Rule Manager is a robust, Go-based service designed to manage alerting rules in a centralized and standardized way. Inspired by Prometheus, it allows users to define, create, and validate alerting rules from predefined templates, ensuring consistency and reducing errors in monitoring configurations.
- Template-Based Rule Creation: Generate complex Prometheus/VictoriaMetrics rules from simplified, user-friendly JSON templates.
- Dynamic Template Management: Create, update, and manage rule templates and their schemas via API without redeploying the service.
- Template-Driven Uniqueness: Define custom uniqueness constraints (e.g.,
target.namespace+rule_type) directly in the template schema to prevent duplicates or enable safe overrides. - Change Planning: Simulate rule creation and updates with "Plan" endpoints to preview actions (Create, Update, Conflict) before committing changes.
- Advanced Validation:
- JSON Schema: Validates user input against strict schemas.
- Pipeline Validation: Executes custom validation steps (e.g., checking if a metric exists in the TSDB) before creating a rule.
- Dry-Run: Test templates and data before saving them.
- Multi-Backend Support:
- Storage: Supports MongoDB for production and a local file system mode for development.
- Datasources: Configurable integration with Prometheus, VictoriaMetrics, and Thanos.
- VictoriaMetrics Integration: Exposes generated rules in a
vmalert-compatible YAML format via a dedicated endpoint.
The power of Rule Manager lies in its separation of Validation (Schema) and Generation (Template).

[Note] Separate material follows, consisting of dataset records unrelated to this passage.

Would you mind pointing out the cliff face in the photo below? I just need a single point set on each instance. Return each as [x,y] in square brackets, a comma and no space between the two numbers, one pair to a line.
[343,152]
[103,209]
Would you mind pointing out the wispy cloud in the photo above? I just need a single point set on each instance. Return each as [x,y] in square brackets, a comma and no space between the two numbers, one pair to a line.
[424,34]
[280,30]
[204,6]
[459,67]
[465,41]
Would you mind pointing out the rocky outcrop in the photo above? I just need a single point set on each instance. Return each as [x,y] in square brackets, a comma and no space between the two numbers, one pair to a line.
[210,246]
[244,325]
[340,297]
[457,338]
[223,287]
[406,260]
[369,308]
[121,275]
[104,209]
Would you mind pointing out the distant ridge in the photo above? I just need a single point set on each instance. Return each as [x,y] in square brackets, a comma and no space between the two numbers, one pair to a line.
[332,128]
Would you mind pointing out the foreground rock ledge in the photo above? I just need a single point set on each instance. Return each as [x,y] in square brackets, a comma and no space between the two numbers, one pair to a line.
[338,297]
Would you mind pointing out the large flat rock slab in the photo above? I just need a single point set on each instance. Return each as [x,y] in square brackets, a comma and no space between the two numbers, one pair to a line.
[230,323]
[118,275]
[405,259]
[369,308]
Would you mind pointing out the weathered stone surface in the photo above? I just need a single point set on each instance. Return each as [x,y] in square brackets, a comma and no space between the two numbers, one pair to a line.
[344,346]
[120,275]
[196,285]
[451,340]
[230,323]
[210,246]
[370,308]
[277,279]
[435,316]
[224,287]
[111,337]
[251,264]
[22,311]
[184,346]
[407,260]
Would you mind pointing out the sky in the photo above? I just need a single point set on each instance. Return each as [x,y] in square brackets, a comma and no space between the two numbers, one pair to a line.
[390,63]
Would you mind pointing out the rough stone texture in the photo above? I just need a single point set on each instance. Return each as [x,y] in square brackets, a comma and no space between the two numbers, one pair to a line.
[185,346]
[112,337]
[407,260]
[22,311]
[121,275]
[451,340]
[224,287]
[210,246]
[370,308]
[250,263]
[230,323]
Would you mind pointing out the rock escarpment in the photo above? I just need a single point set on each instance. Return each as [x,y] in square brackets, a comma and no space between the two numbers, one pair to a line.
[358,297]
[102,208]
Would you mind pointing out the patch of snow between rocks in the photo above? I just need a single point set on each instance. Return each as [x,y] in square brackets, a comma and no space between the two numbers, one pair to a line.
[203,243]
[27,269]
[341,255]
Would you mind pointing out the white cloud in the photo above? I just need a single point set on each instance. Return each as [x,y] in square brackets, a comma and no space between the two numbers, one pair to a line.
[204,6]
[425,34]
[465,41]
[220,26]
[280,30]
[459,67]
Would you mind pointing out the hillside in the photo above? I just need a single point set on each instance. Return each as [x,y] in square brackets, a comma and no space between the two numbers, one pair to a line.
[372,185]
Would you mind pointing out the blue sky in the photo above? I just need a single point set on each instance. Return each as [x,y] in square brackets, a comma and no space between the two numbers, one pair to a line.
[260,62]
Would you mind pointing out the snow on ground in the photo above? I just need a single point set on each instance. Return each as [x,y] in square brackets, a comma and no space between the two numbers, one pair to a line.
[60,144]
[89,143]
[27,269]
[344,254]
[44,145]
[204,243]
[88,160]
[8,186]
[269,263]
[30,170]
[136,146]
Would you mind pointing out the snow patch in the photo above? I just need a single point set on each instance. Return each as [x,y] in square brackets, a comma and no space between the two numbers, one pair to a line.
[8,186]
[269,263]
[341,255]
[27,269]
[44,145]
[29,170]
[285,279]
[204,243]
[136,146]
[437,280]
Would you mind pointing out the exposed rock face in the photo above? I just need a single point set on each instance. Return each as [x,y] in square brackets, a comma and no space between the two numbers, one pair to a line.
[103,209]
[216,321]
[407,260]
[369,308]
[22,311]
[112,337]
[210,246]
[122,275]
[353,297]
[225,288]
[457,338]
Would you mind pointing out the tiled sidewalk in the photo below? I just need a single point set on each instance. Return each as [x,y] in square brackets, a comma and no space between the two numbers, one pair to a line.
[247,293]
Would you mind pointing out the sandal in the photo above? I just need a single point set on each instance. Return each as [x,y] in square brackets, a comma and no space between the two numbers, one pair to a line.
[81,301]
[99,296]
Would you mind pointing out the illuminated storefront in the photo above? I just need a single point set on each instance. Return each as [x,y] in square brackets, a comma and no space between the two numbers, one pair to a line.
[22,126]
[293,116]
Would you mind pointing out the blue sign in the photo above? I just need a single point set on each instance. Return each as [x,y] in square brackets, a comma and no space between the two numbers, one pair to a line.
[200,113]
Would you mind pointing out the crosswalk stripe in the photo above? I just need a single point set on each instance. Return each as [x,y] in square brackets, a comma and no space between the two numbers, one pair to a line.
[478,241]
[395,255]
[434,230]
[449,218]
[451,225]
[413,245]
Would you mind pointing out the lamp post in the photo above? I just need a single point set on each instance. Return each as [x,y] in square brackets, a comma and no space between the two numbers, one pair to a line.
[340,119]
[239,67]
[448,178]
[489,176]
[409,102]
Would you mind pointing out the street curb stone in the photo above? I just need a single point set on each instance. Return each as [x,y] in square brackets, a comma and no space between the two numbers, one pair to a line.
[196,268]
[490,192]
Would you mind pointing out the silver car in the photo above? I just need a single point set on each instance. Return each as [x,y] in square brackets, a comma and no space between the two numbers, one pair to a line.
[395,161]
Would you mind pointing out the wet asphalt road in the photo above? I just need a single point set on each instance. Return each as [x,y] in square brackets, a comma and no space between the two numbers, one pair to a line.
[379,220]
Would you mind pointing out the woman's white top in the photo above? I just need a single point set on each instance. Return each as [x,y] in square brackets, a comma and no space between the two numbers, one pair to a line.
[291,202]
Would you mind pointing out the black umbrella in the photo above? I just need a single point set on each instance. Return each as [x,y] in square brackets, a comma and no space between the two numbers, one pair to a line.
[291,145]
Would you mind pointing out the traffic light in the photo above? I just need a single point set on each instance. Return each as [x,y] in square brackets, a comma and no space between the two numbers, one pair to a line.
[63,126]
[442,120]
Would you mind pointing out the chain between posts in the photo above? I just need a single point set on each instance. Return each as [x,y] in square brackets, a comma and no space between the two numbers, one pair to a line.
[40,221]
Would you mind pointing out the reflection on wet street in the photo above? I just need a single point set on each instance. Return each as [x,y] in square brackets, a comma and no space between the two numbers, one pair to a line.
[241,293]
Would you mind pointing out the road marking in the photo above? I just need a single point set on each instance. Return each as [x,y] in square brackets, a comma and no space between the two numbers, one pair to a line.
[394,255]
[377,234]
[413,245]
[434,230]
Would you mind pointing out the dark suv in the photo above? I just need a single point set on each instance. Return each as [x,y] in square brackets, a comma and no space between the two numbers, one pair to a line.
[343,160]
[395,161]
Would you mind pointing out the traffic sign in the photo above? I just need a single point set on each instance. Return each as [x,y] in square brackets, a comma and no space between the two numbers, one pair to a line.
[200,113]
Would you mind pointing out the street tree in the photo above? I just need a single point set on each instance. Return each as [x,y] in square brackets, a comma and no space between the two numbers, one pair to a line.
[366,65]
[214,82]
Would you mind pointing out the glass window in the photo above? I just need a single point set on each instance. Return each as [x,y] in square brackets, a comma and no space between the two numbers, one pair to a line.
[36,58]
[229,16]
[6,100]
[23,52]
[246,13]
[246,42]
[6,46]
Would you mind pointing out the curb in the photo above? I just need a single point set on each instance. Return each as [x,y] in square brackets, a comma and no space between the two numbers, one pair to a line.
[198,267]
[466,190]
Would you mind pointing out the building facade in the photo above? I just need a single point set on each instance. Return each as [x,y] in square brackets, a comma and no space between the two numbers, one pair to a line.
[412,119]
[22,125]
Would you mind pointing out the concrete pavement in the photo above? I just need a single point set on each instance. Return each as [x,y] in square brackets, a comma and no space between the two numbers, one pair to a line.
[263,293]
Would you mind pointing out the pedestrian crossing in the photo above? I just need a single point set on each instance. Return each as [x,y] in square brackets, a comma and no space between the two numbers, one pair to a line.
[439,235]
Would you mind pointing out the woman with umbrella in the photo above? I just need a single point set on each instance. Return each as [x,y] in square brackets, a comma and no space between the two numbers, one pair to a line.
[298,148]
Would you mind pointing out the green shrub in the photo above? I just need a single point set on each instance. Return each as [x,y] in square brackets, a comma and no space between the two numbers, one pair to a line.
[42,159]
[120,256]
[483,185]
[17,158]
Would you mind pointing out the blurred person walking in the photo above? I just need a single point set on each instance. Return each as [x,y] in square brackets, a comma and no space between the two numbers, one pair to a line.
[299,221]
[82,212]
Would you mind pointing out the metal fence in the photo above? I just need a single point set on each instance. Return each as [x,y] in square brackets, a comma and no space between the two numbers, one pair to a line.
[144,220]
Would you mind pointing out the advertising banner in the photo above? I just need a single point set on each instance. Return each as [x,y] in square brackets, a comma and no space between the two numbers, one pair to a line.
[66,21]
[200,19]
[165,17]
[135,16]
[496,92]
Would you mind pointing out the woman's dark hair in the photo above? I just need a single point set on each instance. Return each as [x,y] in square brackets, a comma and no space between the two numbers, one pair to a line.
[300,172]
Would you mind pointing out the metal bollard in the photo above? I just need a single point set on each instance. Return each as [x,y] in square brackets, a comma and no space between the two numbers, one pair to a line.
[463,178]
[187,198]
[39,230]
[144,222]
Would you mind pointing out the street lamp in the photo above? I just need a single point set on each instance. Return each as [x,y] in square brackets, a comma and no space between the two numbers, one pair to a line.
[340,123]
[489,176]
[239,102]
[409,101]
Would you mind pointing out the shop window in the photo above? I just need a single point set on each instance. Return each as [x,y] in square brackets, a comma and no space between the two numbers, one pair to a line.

This approach ensures that users provide valid, structured data, which is then safely transformed into complex alerting rules.
The Schema defines the "contract" for the rule. It is a standard JSON Schema that dictates what parameters a user must provide to create a rule.
- Purpose: To validate user input before any rule generation happens.
- Capabilities:
- Define required fields (e.g.,
service,threshold). - Enforce data types (e.g.,
thresholdmust be a number). - Set constraints (e.g.,
severitymust be one ofcritical,warning,info). - Uniqueness Keys: Define which fields constitute a unique rule identity (e.g.,
["target.namespace", "rules.rule_type"]). - Pipelines: Advanced validation logic (e.g., "check if metric X exists in Prometheus") can be embedded directly in the schema metadata.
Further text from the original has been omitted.